My mother would run into her country club friends in the grocery store. They'd be dressed in their tennis dresses--but it wasn't just the spiffy white pleated skirts that was the key to showing you were a lady of leisure--the key was the tan. Anyone could put on a pair of little bloomers under a polyester pique number and footie socks with the little balls on the back that matched your earrings and go out to the grocery store, hoping to be seen near the meats section--but you had to put in actual time to get that perfect little white strip on your wrist.

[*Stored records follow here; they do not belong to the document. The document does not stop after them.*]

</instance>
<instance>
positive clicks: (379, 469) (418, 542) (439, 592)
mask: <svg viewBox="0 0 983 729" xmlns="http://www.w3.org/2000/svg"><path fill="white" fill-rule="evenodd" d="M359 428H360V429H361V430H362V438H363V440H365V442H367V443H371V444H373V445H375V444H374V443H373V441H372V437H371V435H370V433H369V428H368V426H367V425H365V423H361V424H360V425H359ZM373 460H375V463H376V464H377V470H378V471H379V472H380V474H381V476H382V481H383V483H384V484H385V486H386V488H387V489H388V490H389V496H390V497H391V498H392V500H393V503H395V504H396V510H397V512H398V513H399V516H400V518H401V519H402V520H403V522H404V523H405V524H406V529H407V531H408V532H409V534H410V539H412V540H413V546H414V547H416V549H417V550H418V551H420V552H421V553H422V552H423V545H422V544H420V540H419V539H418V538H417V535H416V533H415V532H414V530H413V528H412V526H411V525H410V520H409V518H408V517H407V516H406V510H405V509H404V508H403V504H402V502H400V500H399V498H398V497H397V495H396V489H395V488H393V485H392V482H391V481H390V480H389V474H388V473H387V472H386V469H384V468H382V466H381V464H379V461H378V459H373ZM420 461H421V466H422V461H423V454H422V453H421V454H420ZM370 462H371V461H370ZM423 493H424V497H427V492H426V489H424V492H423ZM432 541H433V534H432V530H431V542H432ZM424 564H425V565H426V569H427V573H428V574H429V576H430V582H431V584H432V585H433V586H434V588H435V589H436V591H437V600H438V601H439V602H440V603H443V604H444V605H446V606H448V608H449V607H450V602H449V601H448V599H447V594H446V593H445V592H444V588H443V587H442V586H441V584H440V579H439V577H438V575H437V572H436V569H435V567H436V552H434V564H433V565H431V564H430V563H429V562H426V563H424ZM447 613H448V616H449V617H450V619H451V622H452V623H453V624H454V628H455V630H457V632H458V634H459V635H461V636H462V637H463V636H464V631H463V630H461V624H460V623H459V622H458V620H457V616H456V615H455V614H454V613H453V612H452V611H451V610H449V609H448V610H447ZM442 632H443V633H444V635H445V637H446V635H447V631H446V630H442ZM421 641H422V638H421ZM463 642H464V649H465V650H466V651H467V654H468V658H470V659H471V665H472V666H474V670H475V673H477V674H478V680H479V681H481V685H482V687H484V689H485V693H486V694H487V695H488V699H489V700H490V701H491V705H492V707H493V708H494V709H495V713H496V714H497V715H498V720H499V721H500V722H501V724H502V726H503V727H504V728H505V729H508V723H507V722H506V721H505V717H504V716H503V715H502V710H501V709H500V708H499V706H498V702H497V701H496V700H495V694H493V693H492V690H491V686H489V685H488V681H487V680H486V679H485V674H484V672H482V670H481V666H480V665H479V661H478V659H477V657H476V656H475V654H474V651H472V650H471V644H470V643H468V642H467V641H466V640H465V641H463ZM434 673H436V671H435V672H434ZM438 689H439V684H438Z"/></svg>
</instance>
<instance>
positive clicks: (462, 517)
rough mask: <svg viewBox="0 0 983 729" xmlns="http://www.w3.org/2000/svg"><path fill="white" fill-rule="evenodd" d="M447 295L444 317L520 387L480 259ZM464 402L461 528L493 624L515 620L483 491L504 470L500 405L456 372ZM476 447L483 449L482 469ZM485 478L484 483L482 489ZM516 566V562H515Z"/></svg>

"I'd just love to stay and chat with you, but I'm so late!" Barb Strinkwahler would say, placing a plank of prime sirloin in her cart with her cottage cheese and celery. "I told Lou I'd make something on the Weber. And, oh, my gosh--" She checks her wrist, before realizing there's no watch there, just that bright, white stencil on her freckly, leathery arm. "And now, I left my watch in my locker at the club," she says, looking embarrassed for some reason.
My mother wasn't fooled. "She just wants everyone to see that she was playing tennis," she said, pitching a pound of hamburger in our cart with her carton of Pall Malls and the 2-for-1 packages of Buddig corned beef. "Why didn't she take her watch off when she was all sweaty while she was playing tennis? Now that she's running late, she takes her watch off, but not her tennis dress?"
It was odd, but it didn't stop me from wanting it: the weird, liver-y dark tan, the sleeveless white polyester dresses with the skinny arms, the dinner of steak on a Weber--whatever the hell a Weber was.
But of course, now we know that all that sun is bad, that because cow farts are causing global warming and that those who eat red meat are liable for the nine month golf season, and that no one wears white on the tennis court anymore, I'm lost. I don't know what to covet. It's hard to type with this big watch on my hand.